React Native – main benefits
- It works perfectly as a cross-platform framework
As we already know, cross-platform is an efficient way to develop an application. Any bug that appears on any platform is fixed in a codebase only once while using a more “traditional” solution forces your team to fix it for each platform separately. Developers can work at an incomparable iteration speed. As a result, React Native compilation times are from 15 seconds to 20 minutes when it concerns full builds. In essence, using a cross-platform framework is crucial when an enterprise is focused on the rapid and quality development of its project.
- The smaller size of the team
Another undeniable benefit of React Native is linked with the cross-platform feature. Product owners do not need two separate teams to write two codes for Android and iOS. Infrastructure and feature development are performed simultaneously. It leads to significant savings of project costs. All fundamental pieces (networking, i18n, experimentation, shared element transition, device info, account info, and many more) are collected in a single React Native API.
- Developer experience
Considering personal perception of working on a relatively new framework, developers skilled in React are capable of learning React Native quickly and effectively. Also, they can write parts of a code in native frameworks and then add them to the codebase written in hybrid React Native. To sum up, it could be a great experience in a developer’s career.
- Profitable upgrades
In the beginning, React Native has caused difficulties in working on mobile apps. Organizational and technical issues lead to delays in projects and resentment amongst developers. However, the most recent upgrades have raised the awareness of the benefits coming from using this hybrid framework. Teams can even achieve unexpected results, such as building shared element transitions and parallax. Moreover, developers working on React Native can improve the performance of some screens, which were known for the frequent dropping of frames by far.
React Native – main drawbacks
- It’s still no match for native solutions
- Difficulties in debugging
- Not adapted to build highly advanced apps
If you’re planning to create a mobile app with complex gestures and effects, React Native is not for you. You’re probably aiming for developing screen transitions, animations, interactions, etc. Only native programming languages guarantee to implement these features smoothly. React Native tries to overcome this obstacle with a gesture responder system, but it’s still more compatible with basic applications. The problem remains with the complex apps. The reasons for that are unified APIs of iOS and Android that differ from each other. They can’t cooperate in the same framework.
React Native – conclusion
Remember the stats I quoted in the Flutter paragraph? I mean the Statista ones. According to them, React Native is the second most popular cross-platform framework for mobile apps. The position is still strong, but we can see that in 2021 its popularity dropped from 42% to 38% and Flutter is the one who seizes the throne now. And, if no breakthrough happens, I predict that the drop may continue in 2022.

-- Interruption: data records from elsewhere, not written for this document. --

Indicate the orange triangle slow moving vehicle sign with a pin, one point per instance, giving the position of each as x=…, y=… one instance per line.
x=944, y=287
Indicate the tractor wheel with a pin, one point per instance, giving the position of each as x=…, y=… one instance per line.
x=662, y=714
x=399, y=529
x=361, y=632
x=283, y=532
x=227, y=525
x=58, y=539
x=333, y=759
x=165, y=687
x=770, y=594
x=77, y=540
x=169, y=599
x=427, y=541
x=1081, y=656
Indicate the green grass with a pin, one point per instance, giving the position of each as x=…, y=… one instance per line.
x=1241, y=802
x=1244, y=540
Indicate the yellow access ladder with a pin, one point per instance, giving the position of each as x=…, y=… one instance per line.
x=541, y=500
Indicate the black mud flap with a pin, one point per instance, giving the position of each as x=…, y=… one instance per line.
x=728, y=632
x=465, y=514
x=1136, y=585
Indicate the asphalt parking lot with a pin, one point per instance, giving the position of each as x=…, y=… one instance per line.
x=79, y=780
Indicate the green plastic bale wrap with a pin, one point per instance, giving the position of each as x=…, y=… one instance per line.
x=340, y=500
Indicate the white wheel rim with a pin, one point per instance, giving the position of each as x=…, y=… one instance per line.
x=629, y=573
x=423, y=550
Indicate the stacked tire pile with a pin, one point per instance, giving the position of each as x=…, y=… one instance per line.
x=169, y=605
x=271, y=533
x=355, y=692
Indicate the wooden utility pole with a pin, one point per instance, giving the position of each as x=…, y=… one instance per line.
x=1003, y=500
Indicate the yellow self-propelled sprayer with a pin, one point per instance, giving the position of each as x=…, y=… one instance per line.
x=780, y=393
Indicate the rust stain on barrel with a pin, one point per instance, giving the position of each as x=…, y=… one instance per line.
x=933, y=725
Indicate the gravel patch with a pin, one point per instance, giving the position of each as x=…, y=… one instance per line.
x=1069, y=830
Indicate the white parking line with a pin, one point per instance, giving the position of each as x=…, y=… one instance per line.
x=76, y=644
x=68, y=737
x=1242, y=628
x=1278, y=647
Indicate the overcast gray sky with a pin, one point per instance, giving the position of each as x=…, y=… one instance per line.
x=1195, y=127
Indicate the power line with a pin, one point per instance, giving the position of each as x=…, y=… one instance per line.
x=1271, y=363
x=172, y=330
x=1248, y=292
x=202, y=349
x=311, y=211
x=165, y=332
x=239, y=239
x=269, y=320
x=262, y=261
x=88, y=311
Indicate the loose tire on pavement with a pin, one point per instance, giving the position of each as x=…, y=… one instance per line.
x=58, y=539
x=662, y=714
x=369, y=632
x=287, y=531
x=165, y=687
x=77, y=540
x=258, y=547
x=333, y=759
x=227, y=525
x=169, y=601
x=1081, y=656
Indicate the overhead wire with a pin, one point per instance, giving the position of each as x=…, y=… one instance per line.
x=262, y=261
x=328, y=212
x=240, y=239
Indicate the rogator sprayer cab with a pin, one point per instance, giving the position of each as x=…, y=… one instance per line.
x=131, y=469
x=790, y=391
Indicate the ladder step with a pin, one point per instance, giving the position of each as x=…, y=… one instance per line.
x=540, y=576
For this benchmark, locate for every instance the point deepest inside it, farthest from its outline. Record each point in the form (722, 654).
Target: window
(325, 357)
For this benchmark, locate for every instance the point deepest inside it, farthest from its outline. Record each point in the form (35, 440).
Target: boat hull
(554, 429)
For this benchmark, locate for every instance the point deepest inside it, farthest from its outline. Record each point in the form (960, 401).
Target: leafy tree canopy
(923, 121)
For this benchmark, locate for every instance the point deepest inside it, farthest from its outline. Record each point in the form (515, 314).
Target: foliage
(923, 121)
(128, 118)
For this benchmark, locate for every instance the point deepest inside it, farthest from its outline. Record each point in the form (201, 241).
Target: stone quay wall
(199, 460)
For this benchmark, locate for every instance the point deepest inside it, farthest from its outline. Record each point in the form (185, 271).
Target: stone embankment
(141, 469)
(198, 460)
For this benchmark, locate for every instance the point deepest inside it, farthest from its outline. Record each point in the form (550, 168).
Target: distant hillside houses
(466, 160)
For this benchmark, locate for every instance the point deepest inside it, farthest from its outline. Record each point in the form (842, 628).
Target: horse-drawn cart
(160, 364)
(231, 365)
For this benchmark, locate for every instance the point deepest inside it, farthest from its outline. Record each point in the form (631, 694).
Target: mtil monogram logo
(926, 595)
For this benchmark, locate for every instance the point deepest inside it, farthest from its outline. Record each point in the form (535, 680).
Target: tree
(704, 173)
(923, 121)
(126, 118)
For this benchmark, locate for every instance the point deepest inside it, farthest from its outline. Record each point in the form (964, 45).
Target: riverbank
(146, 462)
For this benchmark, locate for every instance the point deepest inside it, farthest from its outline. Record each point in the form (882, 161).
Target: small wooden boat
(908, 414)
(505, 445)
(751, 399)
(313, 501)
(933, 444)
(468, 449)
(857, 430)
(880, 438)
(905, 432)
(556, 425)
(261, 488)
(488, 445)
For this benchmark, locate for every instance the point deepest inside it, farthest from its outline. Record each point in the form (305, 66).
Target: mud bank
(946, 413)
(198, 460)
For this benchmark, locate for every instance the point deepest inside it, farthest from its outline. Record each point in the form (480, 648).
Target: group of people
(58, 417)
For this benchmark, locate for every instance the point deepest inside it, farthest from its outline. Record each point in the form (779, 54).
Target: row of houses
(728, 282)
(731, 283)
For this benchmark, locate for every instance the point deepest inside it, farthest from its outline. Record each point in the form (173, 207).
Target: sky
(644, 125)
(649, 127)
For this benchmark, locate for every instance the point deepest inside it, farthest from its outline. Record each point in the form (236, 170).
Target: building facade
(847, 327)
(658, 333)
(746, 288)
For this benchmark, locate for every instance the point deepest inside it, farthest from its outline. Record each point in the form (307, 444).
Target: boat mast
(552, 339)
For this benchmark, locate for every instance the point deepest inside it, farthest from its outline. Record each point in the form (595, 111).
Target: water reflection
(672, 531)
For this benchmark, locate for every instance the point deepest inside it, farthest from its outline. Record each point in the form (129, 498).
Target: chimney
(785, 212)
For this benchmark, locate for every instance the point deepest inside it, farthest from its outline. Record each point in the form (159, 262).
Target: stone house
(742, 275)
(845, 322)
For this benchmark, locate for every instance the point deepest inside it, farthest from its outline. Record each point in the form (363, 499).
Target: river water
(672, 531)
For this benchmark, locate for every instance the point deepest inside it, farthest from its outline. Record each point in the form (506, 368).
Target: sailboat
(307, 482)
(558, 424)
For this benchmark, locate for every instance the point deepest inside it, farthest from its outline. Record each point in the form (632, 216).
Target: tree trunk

It’s because developers are more and more frustrated with the distance that divides React Native from native solutions. The demand for complex, well-developed mobile apps is still growing. Closing the gap to Flutter and native languages is the biggest challenge for React Native in the upcoming year.
Remember the open questions from the beginning? I’m sure that taking this knowledge pill has facilitated the quest for finding the mobile app trend that appeals to you the most. There are many variables, starting with the crucial one – whether you’re planning to focus your app on Android, iOS, or both. As for now, Kotlin is still great for Android, Swift for iOS, while Flutter and React Native can work as solutions to combine these operating systems. But, these characteristics are changing, especially with the programming languages. That’s a general view with more information in every paragraph. So, considering the topic of this article, what are your new year’s resolutions?